Summer Homeschooling Rant

Today we discovered that Daughter the Older has lost some of her math skills, or is pretending that she can't remember. Given that I distinctly remember her 1st grade teacher, a strict nun, instructing me to help her rehearse her times tables and sign off on them, and then testing DTO on said tables, I think it's the latter.

She's been sentenced to a summer of remedial education via Mommy so she learns that 1. she's supposed to remember this stuff, and 2. never to pretend that she doesn't know EVER AGAIN.
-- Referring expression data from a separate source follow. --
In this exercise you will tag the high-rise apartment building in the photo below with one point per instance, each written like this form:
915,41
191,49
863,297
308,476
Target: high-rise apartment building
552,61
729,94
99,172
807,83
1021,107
Thus I'm wading through textbooks, curriculum, software...

Oh. My. Fucking. God.

I've found teaching resources come in distinct flavors.

1. OMG expensive homeschooling curriculum of the "tough" variety.
2. Fluffy bunny entertaining "education" to make parents feel better about their kids spending all their time coloring.
3. Fluffy bunny "educational" software sold according to its interactive qualities and last updated for Windows Me.
4. "Conservative" (God I wish) curricula made for Bible thumpers specifically.
5. Used school textbooks.

Gee, which one am I going to pick? Option number 5 please.

This is where it gets fun.

How does a person pick a textbook anyway? There's thousands available, especially once all the editions are considered.

Some kind of rating system would be nice, right?

So I look up textbook ratings, and I get this site.

Looks good, right?

That is until you get to the reading textbooks ratings, and see their criteria for the 1993 ratings.

Texas approved five basal reader series for local use beginning in 1993. All contain occultic, supernatural stories, for example, shamanism (witch doctor techniques) and irrational manipulation of nature. One series describes com­muni­cation with the dead. None uses genuine phonics.

They rank here in descending order from best to worst, based upon the proportion of occult to wholesome stories.

That's it, I'm going to bed before I smash my poor netbook to pieces.